Working with Ai will be Yaacov Petscher, Ph.D., associate professor in FSU’s College of Social Work and associate director of the Florida Center for Reading Research; and Susan S. Smyth, M.D., Ph.D., chief and professor of cardiovascular medicine at the University of Kentucky. The team will evaluate the long-term survival effect of psychological character strengths in an existing cohort of older patients, assessed before open-heart surgery over 16 years ago.
“Health providers typically pay little attention to patient psychological strengths that could be harnessed to improve the patient-provider collaborative care,” said Professor Ai. “Recent studies, however, mostly in general populations, have found health benefits of certain character strengths; especially notable is the survival effect of optimism and spirituality indicators.”
In their interdisciplinary study, AI and her research team will address three novel research questions:
- Do any character strengths predict long-term survival (over one decade) in patients following open-heart surgery?
- Are there sex differences in the effects of character strengths on open-heart-surgery survival?
- How does a character strength mitigate the detrimental effect of depression as a known heart-disease mortality risk?
“To date, no information is available about the role of character strengths in post-open-heart-surgery survival, Ai said. “Further, women may fare worse after heart surgery. My earlier work indicates that there are sex/gender differences in certain character strengths such as reverence and private prayer coping and that some character strengths and comorbidities could explain sex differences in short-term recovery from surgery.”

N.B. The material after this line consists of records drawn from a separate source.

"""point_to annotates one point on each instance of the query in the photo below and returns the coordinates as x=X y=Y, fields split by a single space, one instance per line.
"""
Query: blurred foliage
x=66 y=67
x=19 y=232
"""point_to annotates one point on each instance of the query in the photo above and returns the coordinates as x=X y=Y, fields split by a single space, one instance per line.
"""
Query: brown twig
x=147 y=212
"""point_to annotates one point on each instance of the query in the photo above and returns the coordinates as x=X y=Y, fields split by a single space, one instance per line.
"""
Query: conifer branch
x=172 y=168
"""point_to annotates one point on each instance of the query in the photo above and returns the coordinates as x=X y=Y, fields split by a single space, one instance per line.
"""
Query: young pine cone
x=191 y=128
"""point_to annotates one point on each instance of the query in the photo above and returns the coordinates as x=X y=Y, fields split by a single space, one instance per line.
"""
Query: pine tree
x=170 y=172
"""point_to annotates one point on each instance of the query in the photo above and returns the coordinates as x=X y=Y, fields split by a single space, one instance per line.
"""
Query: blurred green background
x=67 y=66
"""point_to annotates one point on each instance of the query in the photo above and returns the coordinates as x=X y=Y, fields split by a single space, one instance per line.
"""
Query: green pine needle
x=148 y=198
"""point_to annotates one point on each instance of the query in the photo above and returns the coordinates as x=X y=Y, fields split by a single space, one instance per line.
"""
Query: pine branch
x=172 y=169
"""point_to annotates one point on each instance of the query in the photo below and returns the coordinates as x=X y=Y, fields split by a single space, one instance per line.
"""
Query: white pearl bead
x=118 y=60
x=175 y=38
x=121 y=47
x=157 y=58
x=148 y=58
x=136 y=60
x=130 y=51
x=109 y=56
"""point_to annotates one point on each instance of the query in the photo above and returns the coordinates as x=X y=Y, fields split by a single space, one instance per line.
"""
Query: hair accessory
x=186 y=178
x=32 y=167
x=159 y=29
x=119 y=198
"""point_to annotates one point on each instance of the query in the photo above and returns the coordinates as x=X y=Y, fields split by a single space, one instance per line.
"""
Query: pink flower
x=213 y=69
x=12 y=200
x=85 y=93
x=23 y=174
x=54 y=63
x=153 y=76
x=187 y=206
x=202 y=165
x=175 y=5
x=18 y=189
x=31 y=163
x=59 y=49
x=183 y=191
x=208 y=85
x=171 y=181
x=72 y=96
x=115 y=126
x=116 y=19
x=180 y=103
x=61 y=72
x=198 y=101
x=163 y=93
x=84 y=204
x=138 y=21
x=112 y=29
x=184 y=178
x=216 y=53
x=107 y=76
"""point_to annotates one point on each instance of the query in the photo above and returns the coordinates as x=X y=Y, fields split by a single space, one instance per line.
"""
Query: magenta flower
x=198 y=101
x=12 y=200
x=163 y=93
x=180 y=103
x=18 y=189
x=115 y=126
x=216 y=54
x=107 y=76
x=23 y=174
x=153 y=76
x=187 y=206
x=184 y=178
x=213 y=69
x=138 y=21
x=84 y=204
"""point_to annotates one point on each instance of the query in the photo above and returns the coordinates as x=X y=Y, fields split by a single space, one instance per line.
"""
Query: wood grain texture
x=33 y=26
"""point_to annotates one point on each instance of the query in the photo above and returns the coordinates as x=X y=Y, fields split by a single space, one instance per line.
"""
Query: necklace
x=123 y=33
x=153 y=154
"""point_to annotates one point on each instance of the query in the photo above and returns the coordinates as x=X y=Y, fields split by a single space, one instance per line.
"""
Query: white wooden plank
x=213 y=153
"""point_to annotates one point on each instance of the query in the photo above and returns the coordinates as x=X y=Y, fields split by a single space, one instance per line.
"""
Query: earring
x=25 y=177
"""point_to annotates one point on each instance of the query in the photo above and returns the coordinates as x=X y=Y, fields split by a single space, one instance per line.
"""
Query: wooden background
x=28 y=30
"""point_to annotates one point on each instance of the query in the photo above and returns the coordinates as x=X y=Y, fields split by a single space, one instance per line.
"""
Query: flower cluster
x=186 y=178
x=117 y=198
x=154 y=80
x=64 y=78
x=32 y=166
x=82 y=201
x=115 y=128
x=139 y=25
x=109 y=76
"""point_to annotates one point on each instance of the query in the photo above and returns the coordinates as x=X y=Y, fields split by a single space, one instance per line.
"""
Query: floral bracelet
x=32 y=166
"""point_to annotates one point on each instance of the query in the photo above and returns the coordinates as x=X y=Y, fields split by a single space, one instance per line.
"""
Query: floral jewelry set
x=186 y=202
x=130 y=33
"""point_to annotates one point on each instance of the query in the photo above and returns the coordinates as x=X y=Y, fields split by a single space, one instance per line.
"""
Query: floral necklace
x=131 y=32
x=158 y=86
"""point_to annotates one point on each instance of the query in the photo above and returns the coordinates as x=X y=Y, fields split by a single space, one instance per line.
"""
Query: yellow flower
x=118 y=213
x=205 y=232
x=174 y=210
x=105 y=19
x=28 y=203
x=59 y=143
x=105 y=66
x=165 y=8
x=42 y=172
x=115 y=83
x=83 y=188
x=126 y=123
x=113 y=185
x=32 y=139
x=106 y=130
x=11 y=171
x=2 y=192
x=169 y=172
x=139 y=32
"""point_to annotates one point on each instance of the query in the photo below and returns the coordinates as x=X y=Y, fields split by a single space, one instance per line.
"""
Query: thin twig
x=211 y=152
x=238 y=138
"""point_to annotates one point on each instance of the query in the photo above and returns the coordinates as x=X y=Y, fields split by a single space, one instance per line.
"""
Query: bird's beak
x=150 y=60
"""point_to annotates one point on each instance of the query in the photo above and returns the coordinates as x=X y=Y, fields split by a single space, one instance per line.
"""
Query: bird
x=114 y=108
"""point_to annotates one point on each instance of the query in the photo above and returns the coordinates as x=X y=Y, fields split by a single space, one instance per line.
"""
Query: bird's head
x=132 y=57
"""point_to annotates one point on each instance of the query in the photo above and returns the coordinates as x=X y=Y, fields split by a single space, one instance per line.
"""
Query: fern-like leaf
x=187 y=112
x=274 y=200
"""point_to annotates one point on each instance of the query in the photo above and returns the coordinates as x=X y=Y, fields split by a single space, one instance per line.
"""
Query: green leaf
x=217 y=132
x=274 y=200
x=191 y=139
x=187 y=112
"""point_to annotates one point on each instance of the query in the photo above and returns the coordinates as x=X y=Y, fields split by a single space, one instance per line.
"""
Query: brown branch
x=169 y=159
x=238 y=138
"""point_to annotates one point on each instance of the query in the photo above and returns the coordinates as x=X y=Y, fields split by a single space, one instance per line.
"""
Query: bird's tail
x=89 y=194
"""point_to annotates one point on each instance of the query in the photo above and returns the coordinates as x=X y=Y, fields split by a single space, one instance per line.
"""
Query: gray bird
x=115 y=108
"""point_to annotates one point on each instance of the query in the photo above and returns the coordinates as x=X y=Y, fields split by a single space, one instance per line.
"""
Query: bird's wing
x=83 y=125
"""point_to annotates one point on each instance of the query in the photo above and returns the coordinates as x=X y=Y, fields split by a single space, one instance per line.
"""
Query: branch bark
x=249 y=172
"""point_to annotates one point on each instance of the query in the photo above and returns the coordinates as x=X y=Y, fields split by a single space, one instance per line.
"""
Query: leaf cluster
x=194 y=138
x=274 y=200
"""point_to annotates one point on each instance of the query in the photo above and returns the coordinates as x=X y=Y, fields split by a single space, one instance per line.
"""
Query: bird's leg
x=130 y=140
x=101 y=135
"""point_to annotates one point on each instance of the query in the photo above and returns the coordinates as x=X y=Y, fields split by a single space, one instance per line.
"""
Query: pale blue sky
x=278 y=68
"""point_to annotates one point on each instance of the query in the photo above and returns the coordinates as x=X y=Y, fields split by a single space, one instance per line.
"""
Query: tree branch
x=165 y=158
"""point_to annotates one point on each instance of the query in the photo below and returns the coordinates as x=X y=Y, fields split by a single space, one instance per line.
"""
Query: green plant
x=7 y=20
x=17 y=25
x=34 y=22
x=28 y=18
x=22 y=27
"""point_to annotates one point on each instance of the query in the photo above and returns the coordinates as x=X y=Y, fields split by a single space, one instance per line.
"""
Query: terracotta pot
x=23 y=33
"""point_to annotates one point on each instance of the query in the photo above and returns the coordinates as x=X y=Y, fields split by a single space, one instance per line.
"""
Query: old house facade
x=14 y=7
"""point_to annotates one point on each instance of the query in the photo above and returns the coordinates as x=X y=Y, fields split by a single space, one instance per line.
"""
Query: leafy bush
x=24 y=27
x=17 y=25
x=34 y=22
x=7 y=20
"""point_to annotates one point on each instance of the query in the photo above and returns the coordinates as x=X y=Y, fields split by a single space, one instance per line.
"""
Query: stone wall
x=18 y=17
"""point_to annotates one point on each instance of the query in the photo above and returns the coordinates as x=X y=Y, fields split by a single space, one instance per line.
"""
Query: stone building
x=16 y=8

The team will perform multivariate analyses of the combined National Index of Death records, existing interdisciplinary information obtained from prospective surveys, and patient-level information from the Society of Thoracic Surgeons’ national database, as well as some stress-sensitive biomarkers.
The study will be the first of its kind, comprehensive analysis of long-term survival benefits of psychological strengths in older patients undergoing open-heart surgery adjusting for appropriate medical confounders used by all U.S. cardiac surgeons.
“By combining information from multiple data sources,” Ai said, “we will create a well-characterized cohort that will provide a unique opportunity to address methodological challenges in existing literature and fill important gaps.”